Geleakt an den Geheimdienst

Währenddessen ist Kongos Geheimdienst aber eifrig dabei, Spuren zu verwischen. Die taz sprach mit NGO-Vertretern in Bukavu, die sich für die Rechte der Batwa einsetzen. Ihre Namen können aus Sicherheitsgründen nicht genannt werden. Sie sind in Panik.

„Ich bin bereits zehnmal vom Geheimdienst einbestellt worden“, berichtet einer der taz. Die Verhöre gingen oft tagelang. Dabei hätten die Geheimdienstler eine französische Übersetzung des Minority-Rights-Berichts vorgelegt, sowie ein weiteres Dokument mit einem „roten GIZ-Logo“.

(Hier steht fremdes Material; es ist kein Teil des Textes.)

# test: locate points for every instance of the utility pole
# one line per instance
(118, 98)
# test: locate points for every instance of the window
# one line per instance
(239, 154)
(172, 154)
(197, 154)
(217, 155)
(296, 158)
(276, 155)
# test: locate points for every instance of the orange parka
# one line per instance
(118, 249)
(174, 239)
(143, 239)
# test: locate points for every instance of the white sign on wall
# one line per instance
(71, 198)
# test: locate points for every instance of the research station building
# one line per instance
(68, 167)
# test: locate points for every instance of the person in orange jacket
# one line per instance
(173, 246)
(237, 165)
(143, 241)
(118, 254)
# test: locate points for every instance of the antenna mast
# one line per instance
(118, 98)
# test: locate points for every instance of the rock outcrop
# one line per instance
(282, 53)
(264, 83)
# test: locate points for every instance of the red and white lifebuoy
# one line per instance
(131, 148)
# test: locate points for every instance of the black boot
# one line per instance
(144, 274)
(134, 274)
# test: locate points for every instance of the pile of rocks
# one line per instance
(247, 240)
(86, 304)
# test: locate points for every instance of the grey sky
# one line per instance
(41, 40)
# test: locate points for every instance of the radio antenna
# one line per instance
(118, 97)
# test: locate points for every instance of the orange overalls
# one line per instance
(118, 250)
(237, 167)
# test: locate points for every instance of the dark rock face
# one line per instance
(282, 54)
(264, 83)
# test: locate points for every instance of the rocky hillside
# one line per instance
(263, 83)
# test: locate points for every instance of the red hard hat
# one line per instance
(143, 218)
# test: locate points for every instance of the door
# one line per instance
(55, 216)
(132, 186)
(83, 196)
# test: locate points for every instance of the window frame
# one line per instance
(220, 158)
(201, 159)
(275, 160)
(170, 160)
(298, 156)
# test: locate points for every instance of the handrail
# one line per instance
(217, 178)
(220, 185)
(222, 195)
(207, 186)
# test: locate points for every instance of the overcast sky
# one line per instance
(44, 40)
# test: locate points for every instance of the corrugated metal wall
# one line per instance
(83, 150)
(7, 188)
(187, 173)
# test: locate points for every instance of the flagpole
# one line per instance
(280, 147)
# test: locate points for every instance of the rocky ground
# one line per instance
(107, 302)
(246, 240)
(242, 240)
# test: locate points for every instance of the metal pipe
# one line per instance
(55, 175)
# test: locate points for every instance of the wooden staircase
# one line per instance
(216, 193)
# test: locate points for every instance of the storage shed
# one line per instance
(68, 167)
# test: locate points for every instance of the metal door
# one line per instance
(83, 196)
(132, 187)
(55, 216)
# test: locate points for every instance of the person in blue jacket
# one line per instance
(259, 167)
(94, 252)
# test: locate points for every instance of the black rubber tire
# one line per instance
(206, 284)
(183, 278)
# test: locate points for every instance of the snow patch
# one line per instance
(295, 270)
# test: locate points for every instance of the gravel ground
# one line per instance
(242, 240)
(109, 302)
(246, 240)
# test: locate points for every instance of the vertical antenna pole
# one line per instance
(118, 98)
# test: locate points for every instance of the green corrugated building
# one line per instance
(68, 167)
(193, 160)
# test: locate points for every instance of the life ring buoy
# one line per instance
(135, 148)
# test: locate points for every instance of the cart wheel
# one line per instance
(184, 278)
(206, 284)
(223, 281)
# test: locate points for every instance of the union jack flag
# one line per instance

Wie gelangte der bislang nicht veröffentlichte Bericht in die Hände des kongolesischen Geheimdienstes? Minority Rights teilte im Januar eine kopiergeschützte Version mit nur wenigen Gebern in Berlin, Frankfurt und den USA. Alle verpflichteten sich schriftlich, diese nicht in Umlauf zu bringen – auch aus Quellenschutzgründen. BMZ, GIZ und KfW versichern auf Nachfrage, dass sie den Bericht nicht mit Dritten geteilt hätten.

Über die „Ignoranz“ der Deutschen ist Flummerfelt entsetzt, gibt er zu. „Diese Form des Naturschutzes ist einfach ein neokoloniales Unterfangen – nichts anderes“, sagt er. Der Bericht, der heute veröffentlicht wird, sei ein „Weckruf“ für internationale Geber und NGOs, so Colin Luoma, Chefresearcher von Minority Rights, zur taz. „Diese müssen öffentlich anerkennen, dass ihre eigenen Aktivitäten zu Menschenrechtsverletzungen im Park beitragen“.